La Prefectura Naval Argentina comunicó oficialmente que la intromisión de las algas en los docks «se encuentra asociada al aumento de la temperatura y a la posible presencia de nutrientes».
Al respecto, precisó que «se trata del mismo episodio que ocurrió en años anteriores en los meses de octubre y noviembre», y alertó que «puede generar trastornos en la salud humana» como «irritación de la piel o trastornos digestivos».
De esta manera, el diagnóstico de la fuerza marítima coincide con la Dirección Técnica de Agua y Saneamientos Argentinos SA (AySA), que había agregado que el episodio no contamina las aguas que potabiliza.
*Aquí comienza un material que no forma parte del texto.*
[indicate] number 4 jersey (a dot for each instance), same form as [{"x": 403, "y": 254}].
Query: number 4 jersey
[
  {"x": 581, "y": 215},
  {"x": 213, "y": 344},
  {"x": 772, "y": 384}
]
«Los puntos de extracción del agua para potabilizar están alejados de la costa, en Palermo y en Bernal, en lugares en donde nos aseguramos que la calidad es óptima», habían sostenido desde la entidad.
También se aconseja limitar la actividad náutica practicada allí.
Los profesionales de Prefectura indicaron que la aparición de la floración verdosa se debe a la cianobacteria Mycrocistis SP, un microorganismo que ya había aparecido durante los años 2001 y 2006.
En su conjunto, las altas temperaturas climáticas, el estancamiento del agua en los diques, y la presencia de elementos contaminantes configuran un caldo de cultivo de este tipo de episodios.